Bu değişikliğin nasıl olacak da bir anda ekonomiyi uçuracağını da anlayabilmiş değilim. Yatırımcılar yönetim şekillerine bakmazlar, nerede yüksek getiri varsa oraya yatırım yapmak isterler. Cumhurbaşkanlığının bize getireceği şey belirsizliği ortadan kaldırması olabilir. Ama zaten Türkiye’de 15 yıldır tek başına iktidar var ve hükümetin en çok vurguladığı nokta da ülkeye getirdiği istikrar. Hiç şüphesiz ki Türkiye bu yıllarda çok gelişti, ama şunu da kabul etmek gerekir ki, son 5 yıldır ekonomik olarak tıkandık. Artık istikrar tek başına yetmiyor, yanında başka şeyler gerekiyor. Dolayısı ile istikrarın devam edeceğini söylemek tek başına ekonominin uçması için yeterli değil.”

Ne dersiniz?

Meclis geleneğimiz köklü

‘Parlamenter sistem’ Türkiye Cumhuriyeti kurulurken bir yerlerden ithal edilmedi.

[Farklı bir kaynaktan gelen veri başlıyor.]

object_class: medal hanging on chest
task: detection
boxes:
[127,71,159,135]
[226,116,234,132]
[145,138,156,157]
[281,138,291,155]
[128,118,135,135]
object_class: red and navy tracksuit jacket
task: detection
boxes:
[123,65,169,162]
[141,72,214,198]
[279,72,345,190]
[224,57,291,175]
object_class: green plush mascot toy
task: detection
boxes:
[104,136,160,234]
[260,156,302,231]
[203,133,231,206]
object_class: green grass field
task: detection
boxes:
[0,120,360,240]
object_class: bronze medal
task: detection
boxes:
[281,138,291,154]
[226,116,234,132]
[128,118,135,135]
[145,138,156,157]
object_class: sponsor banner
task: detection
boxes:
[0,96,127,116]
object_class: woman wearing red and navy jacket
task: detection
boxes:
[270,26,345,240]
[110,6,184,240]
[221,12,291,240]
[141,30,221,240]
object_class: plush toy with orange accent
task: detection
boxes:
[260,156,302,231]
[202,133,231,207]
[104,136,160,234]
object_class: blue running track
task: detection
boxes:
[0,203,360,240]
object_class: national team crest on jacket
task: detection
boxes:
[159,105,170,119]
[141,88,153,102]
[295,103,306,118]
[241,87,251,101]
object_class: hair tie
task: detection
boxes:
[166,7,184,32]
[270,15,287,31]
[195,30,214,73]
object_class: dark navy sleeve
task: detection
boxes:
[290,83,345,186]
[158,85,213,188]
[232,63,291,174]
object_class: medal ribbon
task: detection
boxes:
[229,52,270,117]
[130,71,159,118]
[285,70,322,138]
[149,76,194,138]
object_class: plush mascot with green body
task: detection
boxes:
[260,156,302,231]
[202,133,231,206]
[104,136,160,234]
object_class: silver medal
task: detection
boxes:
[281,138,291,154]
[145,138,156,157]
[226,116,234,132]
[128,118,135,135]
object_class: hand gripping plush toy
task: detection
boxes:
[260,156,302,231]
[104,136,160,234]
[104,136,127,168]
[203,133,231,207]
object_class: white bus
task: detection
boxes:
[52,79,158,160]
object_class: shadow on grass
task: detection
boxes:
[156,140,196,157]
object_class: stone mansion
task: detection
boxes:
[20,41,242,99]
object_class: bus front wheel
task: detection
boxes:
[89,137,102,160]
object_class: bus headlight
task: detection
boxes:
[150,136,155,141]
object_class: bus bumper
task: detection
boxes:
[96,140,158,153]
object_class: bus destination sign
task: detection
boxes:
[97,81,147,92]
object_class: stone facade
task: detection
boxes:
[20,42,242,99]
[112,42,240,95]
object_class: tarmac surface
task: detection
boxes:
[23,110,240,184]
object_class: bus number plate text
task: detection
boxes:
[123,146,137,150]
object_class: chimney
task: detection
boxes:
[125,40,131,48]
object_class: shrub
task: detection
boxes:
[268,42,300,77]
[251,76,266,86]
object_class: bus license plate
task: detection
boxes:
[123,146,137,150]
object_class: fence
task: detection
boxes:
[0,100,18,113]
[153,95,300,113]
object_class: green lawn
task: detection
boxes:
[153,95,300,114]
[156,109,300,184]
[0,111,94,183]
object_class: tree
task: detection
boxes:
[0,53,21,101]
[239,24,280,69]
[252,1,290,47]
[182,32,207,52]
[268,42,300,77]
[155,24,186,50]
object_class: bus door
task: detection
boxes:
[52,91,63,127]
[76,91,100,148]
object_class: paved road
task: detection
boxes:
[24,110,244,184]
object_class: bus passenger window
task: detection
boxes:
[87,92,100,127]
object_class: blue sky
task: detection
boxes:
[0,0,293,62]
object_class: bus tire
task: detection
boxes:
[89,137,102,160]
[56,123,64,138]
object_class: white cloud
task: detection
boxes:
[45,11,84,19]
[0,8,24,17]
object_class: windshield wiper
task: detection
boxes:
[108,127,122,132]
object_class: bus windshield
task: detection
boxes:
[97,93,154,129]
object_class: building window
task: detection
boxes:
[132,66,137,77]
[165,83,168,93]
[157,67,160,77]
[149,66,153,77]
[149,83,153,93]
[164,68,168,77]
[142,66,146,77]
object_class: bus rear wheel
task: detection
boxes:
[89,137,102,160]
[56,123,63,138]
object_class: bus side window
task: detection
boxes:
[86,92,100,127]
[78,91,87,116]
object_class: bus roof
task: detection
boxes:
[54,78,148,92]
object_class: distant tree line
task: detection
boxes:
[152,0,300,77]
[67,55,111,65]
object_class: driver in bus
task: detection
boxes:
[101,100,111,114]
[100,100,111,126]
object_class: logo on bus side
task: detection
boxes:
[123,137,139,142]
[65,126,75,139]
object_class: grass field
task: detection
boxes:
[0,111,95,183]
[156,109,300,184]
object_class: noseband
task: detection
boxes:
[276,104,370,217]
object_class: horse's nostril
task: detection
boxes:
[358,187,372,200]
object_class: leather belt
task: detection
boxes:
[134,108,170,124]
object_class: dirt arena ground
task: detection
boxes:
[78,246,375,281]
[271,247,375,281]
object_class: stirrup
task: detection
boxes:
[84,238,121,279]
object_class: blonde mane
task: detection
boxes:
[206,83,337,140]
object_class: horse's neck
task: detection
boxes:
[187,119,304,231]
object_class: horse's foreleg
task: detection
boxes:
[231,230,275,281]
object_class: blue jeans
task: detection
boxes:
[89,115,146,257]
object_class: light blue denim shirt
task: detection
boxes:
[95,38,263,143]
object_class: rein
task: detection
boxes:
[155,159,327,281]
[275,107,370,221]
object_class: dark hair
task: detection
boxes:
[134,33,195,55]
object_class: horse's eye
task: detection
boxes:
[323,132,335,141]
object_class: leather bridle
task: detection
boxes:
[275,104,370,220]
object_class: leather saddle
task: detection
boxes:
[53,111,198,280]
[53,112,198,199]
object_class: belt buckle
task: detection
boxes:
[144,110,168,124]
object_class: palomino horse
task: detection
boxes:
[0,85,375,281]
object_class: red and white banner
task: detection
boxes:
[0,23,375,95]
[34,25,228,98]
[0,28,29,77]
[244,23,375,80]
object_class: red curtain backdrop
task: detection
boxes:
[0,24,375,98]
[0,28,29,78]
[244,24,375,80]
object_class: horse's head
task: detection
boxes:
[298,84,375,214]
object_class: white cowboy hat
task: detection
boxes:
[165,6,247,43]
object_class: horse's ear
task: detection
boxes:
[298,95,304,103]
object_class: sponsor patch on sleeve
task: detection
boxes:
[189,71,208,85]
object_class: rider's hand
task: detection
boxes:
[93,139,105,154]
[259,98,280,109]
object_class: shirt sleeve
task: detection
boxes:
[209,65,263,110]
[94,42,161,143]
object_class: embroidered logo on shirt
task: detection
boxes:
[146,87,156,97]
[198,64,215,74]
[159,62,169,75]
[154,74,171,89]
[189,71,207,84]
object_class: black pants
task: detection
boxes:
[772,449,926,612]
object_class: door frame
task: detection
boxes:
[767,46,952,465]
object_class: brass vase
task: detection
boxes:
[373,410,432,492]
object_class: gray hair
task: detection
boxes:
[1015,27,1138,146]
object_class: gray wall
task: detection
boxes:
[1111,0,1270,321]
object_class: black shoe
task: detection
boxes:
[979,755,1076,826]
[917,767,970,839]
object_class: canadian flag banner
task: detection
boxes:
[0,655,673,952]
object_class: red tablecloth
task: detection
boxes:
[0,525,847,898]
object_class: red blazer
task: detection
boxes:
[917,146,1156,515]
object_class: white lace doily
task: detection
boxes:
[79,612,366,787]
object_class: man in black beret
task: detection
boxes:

Ülkemizde 1876’dan beri parlamento var; birkaç kez kesintiye uğrasa bile, yaklaşık 150 yıldır Meclis’e göndereceğimiz vekilleri seçmek için sandık başına gidiyoruz.

İstiklâl Savaşı’nı bizzat yürütmüş, bu sebeple hak ettiği ‘Gazi’ unvanına sahip bir Meclis bizimki…

‘Tek adam’ diye anılan Mustafa Kemal Atatürk herhalde isteseydi ‘başkanlık sistemi’ ile yetkilerini pekiştirebilirdi; bunu yapmadı, yapamadı.

Özal’dan bu yana hep konuşuldu ‘sistem değişikliği’.. ancak geniş bir kabul görmediği için konu hiçbir zaman ‘referandum’ safhasına gelemedi.

Ayrıca.. ‘başkanlık sistemi’ ile yönetilen ülkelerin hem tarihi arka-planları, hem de coğrafi yapıları bizden çok farklıdır; sözgelimi iç-savaşlar sonrasında büyük zahmetlerle kurulabilmiş ABD.. herbiri ayrı bayrağa ve parlamentoya sahip 50 ayrı devletin (eyalet) birleşmesinden oluşuyor…

Biz öyle bir ülke miyiz?

Ahmet, sevgili oğlum, ben bu yüzden yarın ‘Hayır’ oyu kullanacağım.